Seems like the best place to do this would be in the monitor hardware. Press a button on the monitor, and presto, *everything* is fixed with no software mods.

February 10, 2013 at 7:18 PM

Blogger Paweł "Yosh" Różański said...

Being red-weak person I love to choose my color in RTS games - which is not always possible.

I have changed runway lights colors in some fly sim - in order to see them better (even better than in real life)

I don't want to change all color space. I see world as I SEE and "press a button" would change ALL colors to different than in real life for me.

In order to balance "real" and "foolproof" color scheme I like to cherry-pick exactly those game-play elements (such as warring red LED:P ) which are hard to distinguish for me.

If I would change all red shades - I would have ugly sunsets :)

The more colors will be changed the more unreal they be (even for color blind persons)

February 11, 2013 at 3:20 AM

Blogger DEADC0DE said...

Yes, ideally the game visuals should be designed and not just patched, for color blind users. Note thought that knowing how to simulate these defects, and the fact that it seems quite easy to do, could encourage game makers to implement such methods and allot some testing time to make sure the game is playable in these modes as well.

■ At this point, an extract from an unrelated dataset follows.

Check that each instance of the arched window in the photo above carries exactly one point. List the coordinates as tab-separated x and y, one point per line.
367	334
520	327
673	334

February 12, 2013 at 12:15 AM

Anonymous Mattias said...

Interesting stuff.

I'm color blind and when I was a kid and found out I thought it a death sentence. I couldn't be a pilot or a cop(here in Sweden). When I did my army tryouts I changed my mind. After the color blindness test the recruiters send me to a different place than the other and I got to do tests for a scout. The reason was I can see some things a lot better because _of_ my color blindness. When I was a kid I wondered why anyone would use camo-netting, it just made the thing they where trying to hide stand out. Reason was my color blindness. And camo-netting was just the tip of the iceberg.

The term color blindness makes it sound like handicap but it's got a few perks. Better night vision, overall better luma perception, increased pattern recognition etc.

The last one of these is the only one I've even felt as a handicap in gaming. My mind recognizes to many patterns and some games designed for the color seeing, or "luma blind", are to "patterned". For a color seeing person the colors will blend off the patterns but for me it becomes a mess.

Not seeing red buttons and things like that are rare for me, I make them out using other clues. An example relevant to you profession is anti-aliasing. For me some anti aliasing techniques don't work, lines and edges are still jagged and in some cases even becoming worse.

So the premise, fixing color vision for the color blind, is not necessarily the only problem. It's of course different with different types of color blindness.

March 7, 2013 at 12:38 PM

Blogger DEADC0DE said...

That's very interesting ideed. I agree, with you, fixing "color vision" is just the tip of the iceberg.
On the other hand, pragmatically, the amount of effort spent by developers to go in depth on this is proportional (or ideally should be) to the market of color blind gamers which find these issues to be problematic.
So I think it would be great if we could identify easy, low-cost solutions for such problems, creating a color-blind filter is really really easy, so this article was aimed at least at making aware that such things are inexpensive for gamedevs.
It would be interesting to understand, and publish, other similar low impact solutions, if there are any.